Pas de coup de pouce au smic au 1er janvier 2014

Le smic a été revalorisé de 0,3 % au 1er janvier 2013 pour atteindre un taux horaire brut de 9,43 € et un montant mensuel de 1 430,22 €. Cette faible revalorisation, sans coup de pouce supplémentaire, était justifiée, notamment, par celui de 1,4 % accordé par les pouvoirs publics, par anticipation, en juillet 2012 ; En juillet 2013, aucun « coup de pouce » n’avait été accordé par le gouvernement. Et selon le rapport, la prochaine revalorisation du smic, programmée au 1er janvier 2014, devra également se borner à la « règle officielle d’indexation basée sur l’inflation et l’évolution du salaire réel de base ouvrier et employé ».

Rappelons que, depuis un décret du 7 février 2013, le smic est revalorisé chaque 1er janvier en fonction :

– de l’évolution de l’indice mensuel des prix à la consommation hors tabac des ménages du premier quintile de la distribution des niveaux de vie (et non plus des ménages urbains dont le chef est ouvrier ou employé) ;

– de la moitié du gain de pouvoir d’achat du salaire horaire moyen des ouvriers et des employés (et non plus des seuls ouvriers). À cette revalorisation légale, peut s’ajouter un coup de pouce supplémentaire décidé par le gouvernement, option rejetée par le groupe d’experts.

Un effet limité sur la pauvreté et l’emploi

Outre la conjoncture économique « difficile », plusieurs éléments sont mis en avant pour légitimer une revalorisation du smic uniquement sur la base du mécanisme légal.

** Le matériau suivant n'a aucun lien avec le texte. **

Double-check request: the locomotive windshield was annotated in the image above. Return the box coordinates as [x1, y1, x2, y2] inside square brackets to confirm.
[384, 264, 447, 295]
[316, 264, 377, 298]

• Un smic déjà élevé. Suite aux divers coups de pouce enregistrés depuis 1990, les experts observent que le smic horaire est aujourd’hui 30 à 40 centimes d’€ (soit à peu près 4 %) au-dessus de ce qu’il aurait été avec une indexation complète sur le salaire horaire de base ouvrier au cours des 23 dernières années, se situant très nettement au-dessus des niveaux constatés dans les autres pays de l’OCDE disposant d’un salaire minimum.

• L’évolution plus rapide du smic par rapport au salaire de base ouvrier (ou encore du salaire de base ouvrier et employé) induit un tassement des grilles salariales et une réduction de l’espace de négociation collective au niveau des branches. Selon le rapport, en 2012, près de 20 % des branches du secteur général n’avaient pas mis en conformité leur pied de grille avec le smic en juin 2013.

• Un impact limité sur la pauvreté. En effet, « à barèmes constants des dispositifs d’assistance » que sont le RSA, la prime pour l’emploi (PPE) et les aides au logement, « une hausse du smic est progressivement gommée au cours du temps par une baisse de ces divers transferts ». Ainsi, selon l’analyse des experts, « une hausse de 1 % du smic se traduit par une augmentation d’1 ou 2 € seulement du niveau de vie de certains ménages, l’augmentation n’étant sensible que pour des ménages bénéficiant peu de ces transferts (couples biactifs avec deux enfants) ».

• Un faible effet sur le volume d’emploi. En effet, les experts soulignent qu’une hausse du smic ne s’accompagnerait que d’une diminution sensible de l’emploi au niveau du smic, « soit les 15 % de salariés de 1 et 1,1 smic ». Or, pour les experts, la conjoncture économique suggère de ne prendre aucun risque en matière d’emploi.